TACOMA, Washington — Congress is paying particular attention to the U.N.’s Sustainable Development Goal 5: Achieve gender equality and empower all women and girls. Several representatives introduced legislation during the 115th-116th Congress to support gender equality around the globe. Internationally, women face continuing discrimination, violence and inadequate representation in politics. It is estimated that at least 20% of women between the ages of 15 and 49 have experienced abuse from an intimate partner within the past year, and women make up less than a quarter of representatives in national parliaments worldwide. Recognizing that discrimination against nearly four billion people hinders social progress globally, these three international women’s rights bills have the power to substantially impact the lives of women everywhere.
H.R. 5267: International Violence Against Women Act of 2019
Originally introduced by Representative Jan Schakowsky of Illinois in 2012, the International Violence Against Women Act, with 123 original cosponsors, was reintroduced in November 2019. The goal was clear: prevent and address violence against women around the world by redirecting U.S. resources to promote gender equality. The bill does not authorize additional U.S. spending; rather, it asks for current funds to be used more efficiently and effectively to curb and respond to violence.
Other notable requirements of the bill include permanently establishing the Office of Global Women’s Issues as part of the U.S. Department of State, improving emergency response tools for outbreaks of violence abroad and increasing access to services, protection and justice for victims. Women in poverty are exposed to increased violence because they often engage in unsafe relationships and activities in order to meet basic needs for themselves and their families. In turn, gender-based violence exacerbates poverty by causing injury, lowering productivity and increasing food-insecurity for women. This act is critical legislation in the fight against poverty and in support of international women’s rights. The bill’s companion measure, S. 3037, holds bipartisan support in the Senate.
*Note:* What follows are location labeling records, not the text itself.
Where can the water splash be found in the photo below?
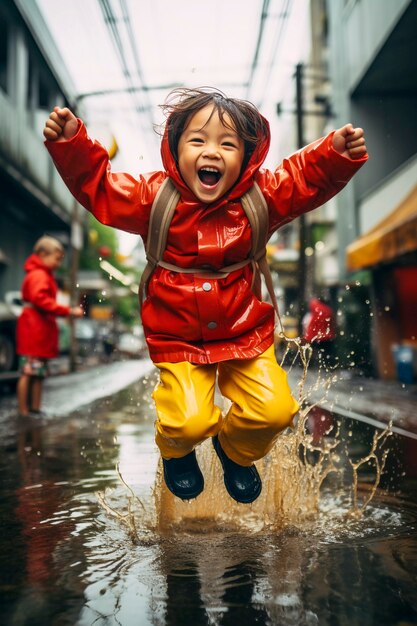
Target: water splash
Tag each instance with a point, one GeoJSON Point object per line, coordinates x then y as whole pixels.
{"type": "Point", "coordinates": [295, 475]}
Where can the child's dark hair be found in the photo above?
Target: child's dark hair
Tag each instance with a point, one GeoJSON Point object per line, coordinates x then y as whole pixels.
{"type": "Point", "coordinates": [183, 103]}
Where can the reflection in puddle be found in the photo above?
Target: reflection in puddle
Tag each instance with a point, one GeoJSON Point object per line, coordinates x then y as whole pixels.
{"type": "Point", "coordinates": [309, 480]}
{"type": "Point", "coordinates": [296, 557]}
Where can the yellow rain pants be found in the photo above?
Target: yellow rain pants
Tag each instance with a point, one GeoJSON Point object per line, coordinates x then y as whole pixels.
{"type": "Point", "coordinates": [262, 406]}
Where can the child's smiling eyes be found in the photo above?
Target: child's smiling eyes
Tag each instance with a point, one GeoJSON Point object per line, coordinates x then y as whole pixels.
{"type": "Point", "coordinates": [200, 141]}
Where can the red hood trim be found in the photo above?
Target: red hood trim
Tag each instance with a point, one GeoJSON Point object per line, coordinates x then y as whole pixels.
{"type": "Point", "coordinates": [243, 184]}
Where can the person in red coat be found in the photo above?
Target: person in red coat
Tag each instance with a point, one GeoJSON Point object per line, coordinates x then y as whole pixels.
{"type": "Point", "coordinates": [37, 330]}
{"type": "Point", "coordinates": [202, 328]}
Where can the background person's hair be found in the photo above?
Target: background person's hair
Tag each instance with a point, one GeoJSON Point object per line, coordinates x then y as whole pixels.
{"type": "Point", "coordinates": [181, 104]}
{"type": "Point", "coordinates": [47, 245]}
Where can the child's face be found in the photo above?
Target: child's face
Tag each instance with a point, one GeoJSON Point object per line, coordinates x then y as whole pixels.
{"type": "Point", "coordinates": [52, 259]}
{"type": "Point", "coordinates": [210, 155]}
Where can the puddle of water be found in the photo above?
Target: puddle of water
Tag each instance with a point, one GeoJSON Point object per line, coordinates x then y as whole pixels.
{"type": "Point", "coordinates": [136, 555]}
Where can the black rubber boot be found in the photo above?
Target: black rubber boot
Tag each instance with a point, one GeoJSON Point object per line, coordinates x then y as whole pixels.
{"type": "Point", "coordinates": [242, 483]}
{"type": "Point", "coordinates": [183, 477]}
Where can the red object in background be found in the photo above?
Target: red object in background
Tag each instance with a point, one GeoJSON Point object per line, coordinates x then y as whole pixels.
{"type": "Point", "coordinates": [406, 291]}
{"type": "Point", "coordinates": [104, 251]}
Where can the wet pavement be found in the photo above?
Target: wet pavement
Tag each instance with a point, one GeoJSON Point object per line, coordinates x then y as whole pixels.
{"type": "Point", "coordinates": [91, 536]}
H.R. 1880: Women and Climate Change Act of 2019
Representative Barbara Lee of California introduced the Women and Climate Change Act in March 2019. The bill addresses the intersectionality of international women’s rights and climate change, two globalized subjects that are inextricably linked. Findings noted in the bill include: Women in developing countries will be disproportionately affected by climate change since they are often the food, water and fuel providers of the family. Climate change is expected to worsen natural disasters, conflict and epidemics, adding to the refugee crisis.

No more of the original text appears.